Dosage forms for topical and/or transdermal administration of the pharmaceutical compositions of the present invention may include ointments, pastes, creams, lotions, gels, powders, solutions, sprays, inhalants and/or patches. Generally, the active ingredient is admixed under conditions of sterility with a pharmaceutically acceptable carrier and/or any necessary preservatives and/or buffering agents that may be required. Additionally, the present invention contemplates the use of transdermal patches, which often have the additional advantage of providing controlled delivery of the active ingredient to the body. Such dosage forms can be prepared, for example, by dissolving and/or dispersing the active ingredient in a suitable medium. Alternatively or additionally, the rate may be controlled by providing a rate controlling membrane and/or dispersing the active ingredient in a polymer matrix and/or gel.

Formulations for topical administration include, but are not limited to, liquid and/or semi-liquid preparations such as liniments, lotions, oil-in-water and/or water-in-oil emulsions such as creams, ointments/or pastes, and/or solutions and/or suspensions.

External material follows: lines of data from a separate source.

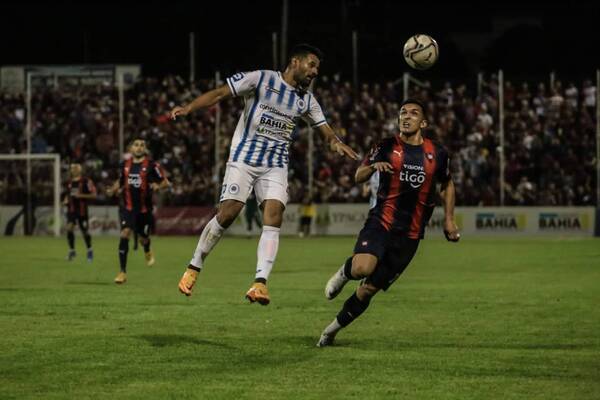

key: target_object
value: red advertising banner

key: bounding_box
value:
[154,207,217,235]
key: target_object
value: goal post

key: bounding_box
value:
[0,153,61,236]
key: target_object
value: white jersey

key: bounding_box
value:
[227,70,327,168]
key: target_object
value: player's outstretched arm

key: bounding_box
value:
[440,179,460,242]
[354,161,394,183]
[318,124,359,160]
[170,85,231,119]
[151,178,171,191]
[106,181,121,197]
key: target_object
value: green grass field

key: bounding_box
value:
[0,236,600,400]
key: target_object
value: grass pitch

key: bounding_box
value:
[0,236,600,400]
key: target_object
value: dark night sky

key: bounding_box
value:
[0,0,600,80]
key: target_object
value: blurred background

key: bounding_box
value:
[0,0,600,236]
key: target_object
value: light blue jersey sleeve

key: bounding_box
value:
[303,93,327,128]
[227,71,260,97]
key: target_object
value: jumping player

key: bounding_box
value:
[171,45,358,305]
[317,99,460,347]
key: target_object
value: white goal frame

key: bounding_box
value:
[0,153,61,237]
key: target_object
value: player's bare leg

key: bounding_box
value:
[79,220,94,262]
[325,253,377,300]
[317,283,379,347]
[67,222,76,261]
[139,236,156,267]
[179,200,244,296]
[246,199,285,306]
[115,228,131,284]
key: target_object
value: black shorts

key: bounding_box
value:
[354,221,419,290]
[119,209,154,237]
[67,212,89,231]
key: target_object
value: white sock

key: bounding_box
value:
[190,215,225,268]
[255,225,279,279]
[323,318,343,336]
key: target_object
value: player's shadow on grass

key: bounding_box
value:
[138,335,237,350]
[394,342,598,350]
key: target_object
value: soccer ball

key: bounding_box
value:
[403,34,439,70]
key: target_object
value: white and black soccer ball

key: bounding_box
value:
[403,34,440,70]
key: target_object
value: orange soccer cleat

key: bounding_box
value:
[246,282,271,306]
[179,268,198,296]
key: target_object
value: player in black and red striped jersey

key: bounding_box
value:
[317,100,460,347]
[107,138,170,284]
[63,162,96,262]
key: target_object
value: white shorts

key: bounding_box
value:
[220,161,288,206]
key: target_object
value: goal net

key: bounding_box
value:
[0,154,61,236]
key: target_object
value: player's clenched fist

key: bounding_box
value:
[170,106,188,119]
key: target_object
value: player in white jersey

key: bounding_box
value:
[171,44,358,305]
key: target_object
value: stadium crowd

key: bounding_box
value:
[0,76,596,206]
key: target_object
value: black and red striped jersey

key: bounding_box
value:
[363,135,450,239]
[119,157,165,213]
[65,176,96,216]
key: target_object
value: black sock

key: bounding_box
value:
[83,232,92,249]
[144,238,150,253]
[119,238,129,272]
[344,257,360,281]
[337,292,371,326]
[67,231,75,250]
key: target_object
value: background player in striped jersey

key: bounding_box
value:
[171,45,358,305]
[107,138,170,284]
[317,99,460,347]
[63,162,96,262]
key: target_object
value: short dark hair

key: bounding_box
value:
[129,136,146,146]
[288,43,323,64]
[400,98,427,117]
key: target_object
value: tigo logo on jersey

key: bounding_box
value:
[127,174,142,188]
[229,183,240,194]
[400,164,425,189]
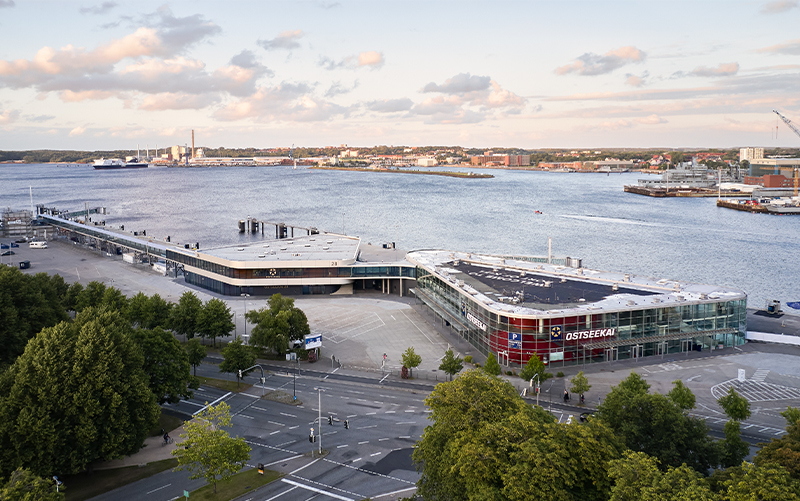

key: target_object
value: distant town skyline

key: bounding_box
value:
[0,0,800,150]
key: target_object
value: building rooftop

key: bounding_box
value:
[407,251,747,316]
[200,233,361,268]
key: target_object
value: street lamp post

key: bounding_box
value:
[239,293,250,337]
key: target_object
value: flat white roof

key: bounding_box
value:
[198,233,361,268]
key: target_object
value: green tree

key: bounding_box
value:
[755,407,800,480]
[219,339,256,388]
[186,338,208,376]
[413,369,623,501]
[608,451,717,501]
[0,308,160,477]
[483,354,503,376]
[0,266,69,369]
[400,346,422,376]
[519,353,553,384]
[133,327,193,405]
[0,468,64,501]
[717,386,750,421]
[198,298,235,346]
[598,372,721,473]
[569,371,592,396]
[169,291,205,340]
[246,294,311,354]
[724,463,800,501]
[667,379,696,412]
[172,402,250,493]
[439,349,464,381]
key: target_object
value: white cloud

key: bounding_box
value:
[636,113,667,125]
[422,73,492,94]
[318,51,384,70]
[214,82,349,122]
[0,106,19,125]
[78,2,117,15]
[256,30,304,50]
[358,50,384,68]
[761,0,799,14]
[366,97,414,113]
[758,38,800,56]
[556,45,646,76]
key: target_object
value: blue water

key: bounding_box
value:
[0,165,800,307]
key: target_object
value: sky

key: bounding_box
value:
[0,0,800,150]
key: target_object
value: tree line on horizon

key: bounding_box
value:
[6,146,800,165]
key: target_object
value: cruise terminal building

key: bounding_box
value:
[40,211,747,367]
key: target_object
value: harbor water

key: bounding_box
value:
[0,164,800,308]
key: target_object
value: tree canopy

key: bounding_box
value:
[133,327,192,405]
[413,370,623,501]
[598,372,720,472]
[198,298,235,345]
[0,307,160,477]
[246,294,311,354]
[172,402,250,493]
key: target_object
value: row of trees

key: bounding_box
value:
[413,370,800,501]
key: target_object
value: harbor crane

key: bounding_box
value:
[772,110,800,197]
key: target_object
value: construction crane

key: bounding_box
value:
[772,110,800,197]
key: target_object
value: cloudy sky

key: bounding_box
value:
[0,0,800,150]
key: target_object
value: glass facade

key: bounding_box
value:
[416,267,747,366]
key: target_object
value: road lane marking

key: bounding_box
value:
[266,485,297,501]
[147,484,172,494]
[281,478,355,501]
[192,391,233,416]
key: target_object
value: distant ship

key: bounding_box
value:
[94,158,149,169]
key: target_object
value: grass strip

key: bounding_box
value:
[189,468,281,501]
[61,459,178,501]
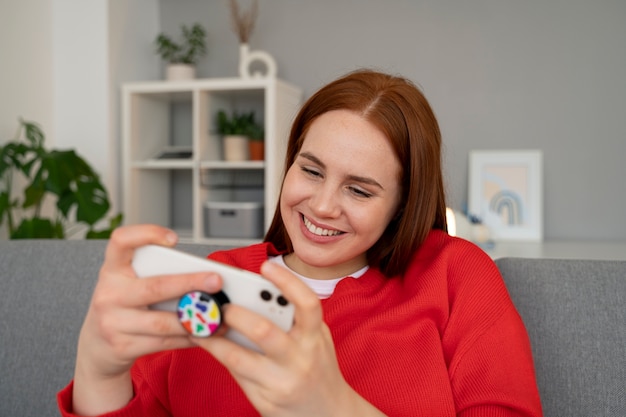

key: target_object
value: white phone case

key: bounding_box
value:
[132,245,294,351]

Although the concentration of the active ingredient may be as high as the solubility limit of the active ingredient in the solvent, topically-administrable formulations may also comprise, for example, from about 1% to about 10% (w/w) of the active ingredient. Formulations for topical administration may further comprise one or more additional ingredients described herein.

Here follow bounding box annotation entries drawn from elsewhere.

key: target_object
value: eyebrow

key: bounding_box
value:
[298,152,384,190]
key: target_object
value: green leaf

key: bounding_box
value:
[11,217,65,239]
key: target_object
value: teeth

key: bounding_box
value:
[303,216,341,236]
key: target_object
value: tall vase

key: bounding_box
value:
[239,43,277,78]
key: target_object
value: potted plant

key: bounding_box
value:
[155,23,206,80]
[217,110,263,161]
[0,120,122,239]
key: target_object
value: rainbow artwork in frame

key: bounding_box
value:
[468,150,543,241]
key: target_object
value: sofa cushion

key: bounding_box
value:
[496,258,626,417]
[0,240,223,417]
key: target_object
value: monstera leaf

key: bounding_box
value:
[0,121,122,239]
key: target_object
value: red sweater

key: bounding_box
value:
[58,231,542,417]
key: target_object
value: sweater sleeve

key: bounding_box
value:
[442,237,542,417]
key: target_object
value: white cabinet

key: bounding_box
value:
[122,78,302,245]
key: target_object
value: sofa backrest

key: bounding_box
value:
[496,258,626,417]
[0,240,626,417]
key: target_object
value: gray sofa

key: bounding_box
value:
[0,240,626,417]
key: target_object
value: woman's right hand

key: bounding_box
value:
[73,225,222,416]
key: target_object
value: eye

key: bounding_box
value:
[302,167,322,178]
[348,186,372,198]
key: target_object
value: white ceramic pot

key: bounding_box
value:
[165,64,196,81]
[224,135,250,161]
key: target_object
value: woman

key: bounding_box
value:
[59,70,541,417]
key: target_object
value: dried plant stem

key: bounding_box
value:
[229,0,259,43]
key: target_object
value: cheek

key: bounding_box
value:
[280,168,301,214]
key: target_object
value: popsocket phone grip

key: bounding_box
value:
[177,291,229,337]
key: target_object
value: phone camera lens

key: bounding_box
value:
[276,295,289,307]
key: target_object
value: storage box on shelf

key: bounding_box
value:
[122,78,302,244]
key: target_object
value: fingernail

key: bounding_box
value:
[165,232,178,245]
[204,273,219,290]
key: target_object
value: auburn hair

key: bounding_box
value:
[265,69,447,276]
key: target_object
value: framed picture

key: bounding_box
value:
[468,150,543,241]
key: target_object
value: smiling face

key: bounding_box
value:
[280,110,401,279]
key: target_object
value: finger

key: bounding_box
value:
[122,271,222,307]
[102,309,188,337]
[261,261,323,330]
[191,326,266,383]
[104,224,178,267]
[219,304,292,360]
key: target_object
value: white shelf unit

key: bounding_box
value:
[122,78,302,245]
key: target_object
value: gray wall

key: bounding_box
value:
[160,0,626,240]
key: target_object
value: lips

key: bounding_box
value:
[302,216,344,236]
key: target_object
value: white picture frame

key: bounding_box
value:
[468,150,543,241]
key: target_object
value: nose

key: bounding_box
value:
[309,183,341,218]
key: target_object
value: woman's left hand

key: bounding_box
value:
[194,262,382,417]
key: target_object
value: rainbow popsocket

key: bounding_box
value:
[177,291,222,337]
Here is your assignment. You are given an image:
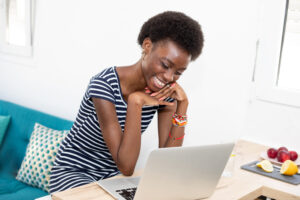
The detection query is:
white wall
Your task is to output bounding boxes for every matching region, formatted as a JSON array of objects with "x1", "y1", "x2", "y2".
[{"x1": 0, "y1": 0, "x2": 257, "y2": 167}]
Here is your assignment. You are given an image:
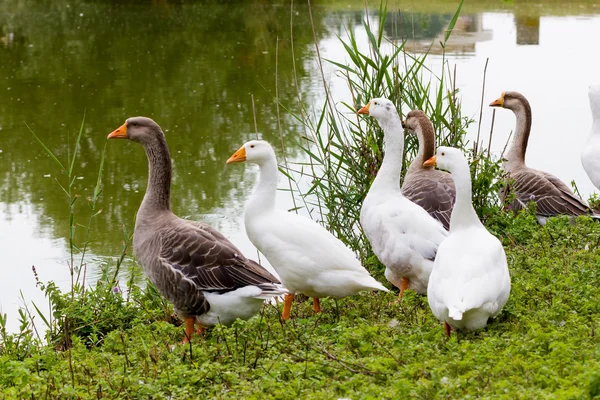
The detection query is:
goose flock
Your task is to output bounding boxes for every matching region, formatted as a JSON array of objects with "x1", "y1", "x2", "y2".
[{"x1": 108, "y1": 86, "x2": 600, "y2": 343}]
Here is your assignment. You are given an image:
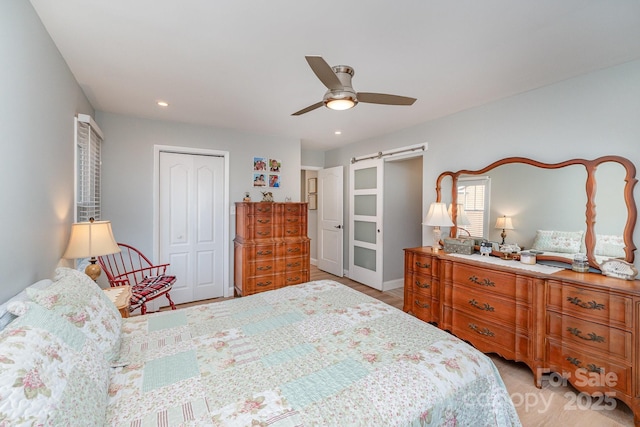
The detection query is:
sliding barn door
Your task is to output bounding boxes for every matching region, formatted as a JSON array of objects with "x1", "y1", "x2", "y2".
[{"x1": 349, "y1": 159, "x2": 384, "y2": 290}]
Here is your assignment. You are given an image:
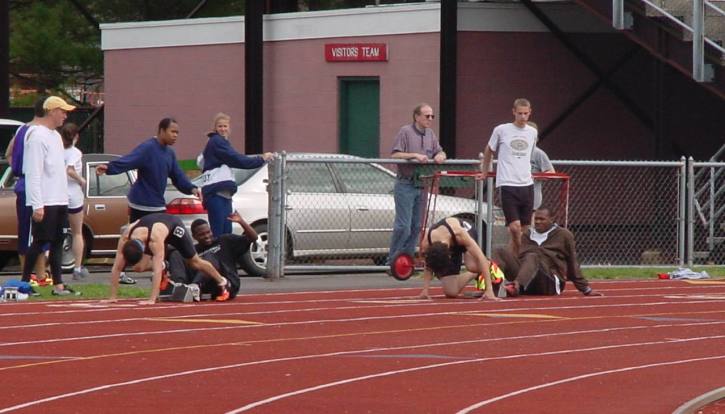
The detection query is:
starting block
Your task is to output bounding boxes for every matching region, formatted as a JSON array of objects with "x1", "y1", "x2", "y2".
[
  {"x1": 2, "y1": 287, "x2": 20, "y2": 302},
  {"x1": 159, "y1": 282, "x2": 201, "y2": 303}
]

Pharmaceutical compositions of the invention described herein are typically prepared in dosage unit form for easy administration and uniform administration. However, it will be understood that the total daily dosage of the composition of the present invention will be determined by the attending physician within the scope of sound medical judgment. The particular therapeutically effective dose level for any particular subject will depend on a variety of factors, including the disease, disorder, or disorder being treated and the severity of the disorder; the activity of the specific active ingredient employed; the specific composition employed; The subject's age, weight, general health, gender, and diet; the time of administration, route of administration, and rate of excretion of the particular active ingredient employed; duration of treatment; Drugs used in combination or simultaneously with the specific active ingredients employed; and factors well known in the medical field.

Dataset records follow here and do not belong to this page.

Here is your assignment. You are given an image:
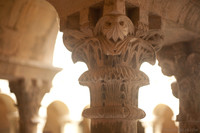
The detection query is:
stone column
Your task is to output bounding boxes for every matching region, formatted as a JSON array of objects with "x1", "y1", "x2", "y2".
[
  {"x1": 9, "y1": 78, "x2": 51, "y2": 133},
  {"x1": 0, "y1": 0, "x2": 60, "y2": 133},
  {"x1": 63, "y1": 0, "x2": 162, "y2": 133},
  {"x1": 158, "y1": 40, "x2": 200, "y2": 133}
]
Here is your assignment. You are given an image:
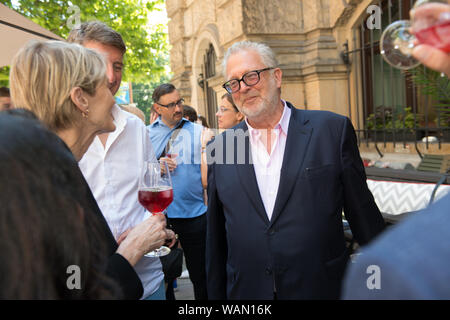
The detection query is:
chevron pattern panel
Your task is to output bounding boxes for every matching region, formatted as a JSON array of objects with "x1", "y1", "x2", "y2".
[{"x1": 367, "y1": 179, "x2": 450, "y2": 214}]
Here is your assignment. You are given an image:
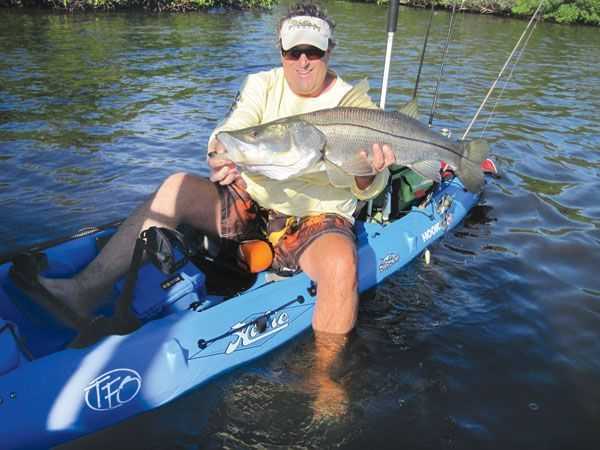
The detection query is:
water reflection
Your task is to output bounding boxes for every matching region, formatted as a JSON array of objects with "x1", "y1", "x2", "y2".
[{"x1": 0, "y1": 2, "x2": 600, "y2": 449}]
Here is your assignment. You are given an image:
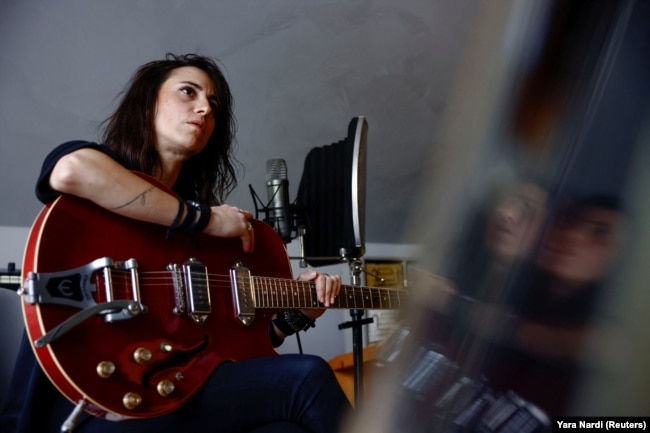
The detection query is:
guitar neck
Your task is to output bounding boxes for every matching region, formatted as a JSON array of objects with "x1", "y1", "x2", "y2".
[{"x1": 253, "y1": 277, "x2": 406, "y2": 310}]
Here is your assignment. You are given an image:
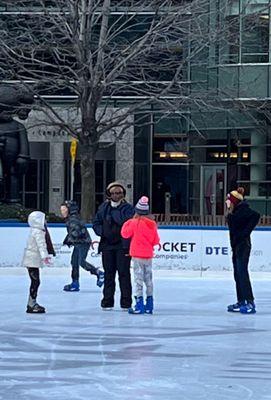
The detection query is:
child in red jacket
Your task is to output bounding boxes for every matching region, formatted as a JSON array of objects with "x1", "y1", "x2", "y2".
[{"x1": 121, "y1": 196, "x2": 160, "y2": 314}]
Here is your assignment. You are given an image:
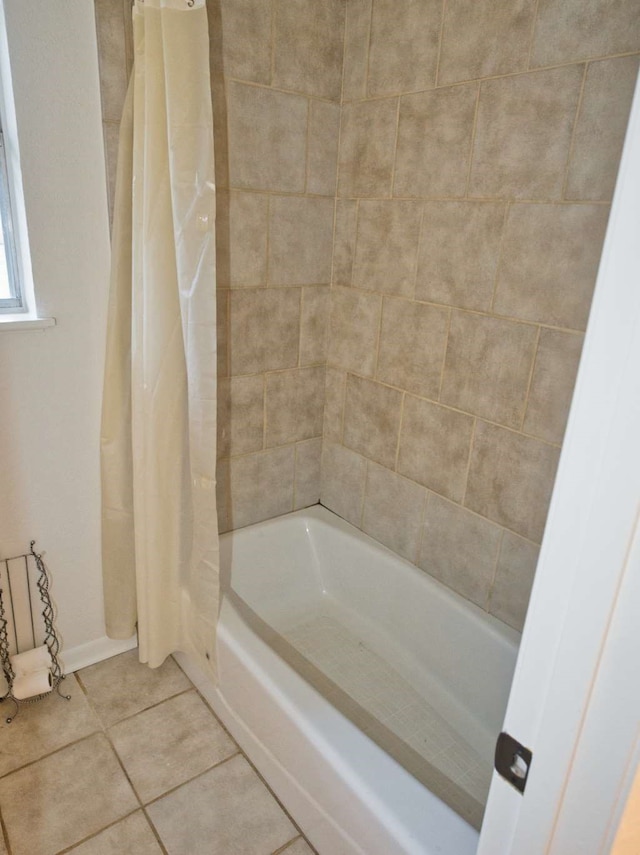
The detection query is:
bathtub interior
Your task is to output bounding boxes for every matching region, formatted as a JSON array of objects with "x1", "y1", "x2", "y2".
[{"x1": 221, "y1": 506, "x2": 519, "y2": 828}]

The pharmaceutical composition of the present invention may be administered by any route. In some embodiments, the pharmaceutical composition can be administered orally, intravenously, intramuscularly, intraarterially, intramedullarily, intrathecally, subcutaneously, intracerebroventricularly, transdermally, intradermally, rectally, intravaginally, intraperitoneally, or topically (powder, ointment, cream). , and/or by droplets), mucous membranes, nose, mouth, enteral, sublingual; endotracheal instillation, bronchial instillation, and/or inhalation; and/or administered by various routes, including oral spray, nasal spray, and/or aerosol. Particularly contemplated routes are permeable intravenous injection, local administration via the blood and/or lymphatic supply, and/or direct administration to the affected area. In general, the most appropriate route of administration will depend on a variety of factors, including the properties of the agent (e.g., stability in the environment of the gastrointestinal tract), and the disorder of the subject (e.g., whether the subject can tolerate oral administration). will be.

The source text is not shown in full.